Fuzzing with Quantitative and Adaptive Hot-Bytes Identification

Tai D. Nguyen,Long H. Pham,Jun Sun
2023-07-05
Abstract:Fuzzing has emerged as a powerful technique for finding security bugs in complicated real-world applications. American fuzzy lop (AFL), a leading fuzzing tool, has demonstrated its powerful bug finding ability through a vast number of reported CVEs. However, its random mutation strategy is unable to generate test inputs that satisfy complicated branching conditions (e.g., magic-byte comparisons, checksum tests, and nested if-statements), which are commonly used in image decoders/encoders, XML parsers, and checksum tools. Existing approaches (such as Steelix and Neuzz) on addressing this problem assume unrealistic assumptions such as we can satisfy the branch condition byte-to-byte or we can identify and focus on the important bytes in the input (called hot-bytes) once and for all. In this work, we propose an approach called \tool~which is designed based on the following principles. First, there is a complicated relation between inputs and branching conditions and thus we need not only an expressive model to capture such relationship but also an informative measure so that we can learn such relationship effectively. Second, different branching conditions demand different hot-bytes and we must adjust our fuzzing strategy adaptively depending on which branches are the current bottleneck. We implement our approach as an open source project and compare its efficiency with other state-of-the-art fuzzers. Our evaluation results on 10 real-world programs and LAVA-M dataset show that \tool~achieves sustained increases in branch coverage and discovers more bugs than other fuzzers.

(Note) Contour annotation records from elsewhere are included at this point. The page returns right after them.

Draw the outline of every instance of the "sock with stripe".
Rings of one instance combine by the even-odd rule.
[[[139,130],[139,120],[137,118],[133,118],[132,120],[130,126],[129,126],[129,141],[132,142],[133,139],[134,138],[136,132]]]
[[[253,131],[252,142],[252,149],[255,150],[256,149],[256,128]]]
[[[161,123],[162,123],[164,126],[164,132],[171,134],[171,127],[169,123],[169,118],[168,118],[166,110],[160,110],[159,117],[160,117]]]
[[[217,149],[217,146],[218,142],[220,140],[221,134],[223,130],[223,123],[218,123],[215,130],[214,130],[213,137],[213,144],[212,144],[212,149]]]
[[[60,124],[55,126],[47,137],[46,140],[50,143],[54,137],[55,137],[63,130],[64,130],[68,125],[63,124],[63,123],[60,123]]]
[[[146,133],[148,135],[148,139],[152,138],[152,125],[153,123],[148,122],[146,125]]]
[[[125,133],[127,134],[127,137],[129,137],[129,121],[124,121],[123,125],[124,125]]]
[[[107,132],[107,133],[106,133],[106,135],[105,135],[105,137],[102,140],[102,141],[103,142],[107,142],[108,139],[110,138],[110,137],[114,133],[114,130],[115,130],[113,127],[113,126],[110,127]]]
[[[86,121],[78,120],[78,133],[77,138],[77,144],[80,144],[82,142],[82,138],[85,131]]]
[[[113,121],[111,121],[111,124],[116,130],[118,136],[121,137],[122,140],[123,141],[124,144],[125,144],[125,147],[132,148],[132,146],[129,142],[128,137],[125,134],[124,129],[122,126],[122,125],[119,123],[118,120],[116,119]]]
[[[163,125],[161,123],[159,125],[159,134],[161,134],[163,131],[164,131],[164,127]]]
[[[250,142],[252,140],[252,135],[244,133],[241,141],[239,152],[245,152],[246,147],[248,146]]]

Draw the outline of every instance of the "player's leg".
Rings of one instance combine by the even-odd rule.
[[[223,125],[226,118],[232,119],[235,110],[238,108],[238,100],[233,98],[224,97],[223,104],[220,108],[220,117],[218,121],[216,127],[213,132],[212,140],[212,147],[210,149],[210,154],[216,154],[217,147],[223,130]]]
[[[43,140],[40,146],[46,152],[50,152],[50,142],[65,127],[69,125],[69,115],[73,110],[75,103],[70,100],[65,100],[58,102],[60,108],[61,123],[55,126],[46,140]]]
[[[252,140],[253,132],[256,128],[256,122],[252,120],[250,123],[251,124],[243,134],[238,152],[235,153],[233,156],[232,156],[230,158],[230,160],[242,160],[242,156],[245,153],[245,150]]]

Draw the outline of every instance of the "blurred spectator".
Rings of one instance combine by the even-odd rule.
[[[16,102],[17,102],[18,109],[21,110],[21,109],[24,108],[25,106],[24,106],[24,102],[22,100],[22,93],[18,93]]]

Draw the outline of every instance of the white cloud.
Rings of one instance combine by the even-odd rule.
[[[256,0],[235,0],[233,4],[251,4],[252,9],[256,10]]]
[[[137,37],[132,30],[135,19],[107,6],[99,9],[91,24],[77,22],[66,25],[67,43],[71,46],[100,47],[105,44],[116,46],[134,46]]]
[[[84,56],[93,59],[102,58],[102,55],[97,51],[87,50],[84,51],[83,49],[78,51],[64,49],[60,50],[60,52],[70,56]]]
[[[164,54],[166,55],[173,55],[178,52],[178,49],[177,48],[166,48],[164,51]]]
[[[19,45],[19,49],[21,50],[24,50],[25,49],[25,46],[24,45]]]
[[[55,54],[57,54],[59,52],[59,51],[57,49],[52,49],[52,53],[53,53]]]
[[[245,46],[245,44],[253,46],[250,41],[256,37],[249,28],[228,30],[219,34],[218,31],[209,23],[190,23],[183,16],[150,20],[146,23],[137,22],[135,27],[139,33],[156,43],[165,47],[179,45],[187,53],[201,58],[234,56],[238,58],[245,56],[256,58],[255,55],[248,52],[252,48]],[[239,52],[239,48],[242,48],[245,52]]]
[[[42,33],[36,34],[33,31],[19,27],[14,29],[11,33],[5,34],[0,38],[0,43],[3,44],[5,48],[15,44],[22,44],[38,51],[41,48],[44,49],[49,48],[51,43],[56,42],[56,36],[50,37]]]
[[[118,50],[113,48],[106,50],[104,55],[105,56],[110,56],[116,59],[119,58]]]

Cryptography and Security,Software Engineering
What problem does this paper attempt to address?
### The Problem the Paper Attempts to Solve The paper aims to address a critical issue in fuzzing: how to effectively generate test inputs to cover complex branch conditions, thereby uncovering more security vulnerabilities. Specifically: 1. **Complex Branch Conditions**: Existing fuzzing tools (such as AFL) struggle to generate test inputs that satisfy complex branch conditions (such as magic number comparisons, checksum tests, and nested if statements) due to the limitations of their random mutation strategies. This results in many potential security vulnerabilities remaining undiscovered. 2. **Improvement Strategy**: The paper proposes a new method called Finch, which improves fuzzing through the following two main aspects: - Using expressive neural network models to identify "hot-bytes," which are bytes crucial for triggering specific branch conditions. - Dynamically adjusting the fuzzing strategy by selecting different hot-bytes for mutation based on the current bottleneck branches, thereby gradually narrowing the gap between the test inputs and the target branches. 3. **Experimental Results**: Through evaluations on 10 real-world programs and the LAVA-M dataset, Finch outperforms other state-of-the-art fuzzing tools in terms of branch coverage and discovering more unique crashes. In summary, the main objective of the paper is to enhance the effectiveness and efficiency of fuzzing tools in handling complex branch conditions by introducing a quantitative and adaptive hot-byte identification mechanism.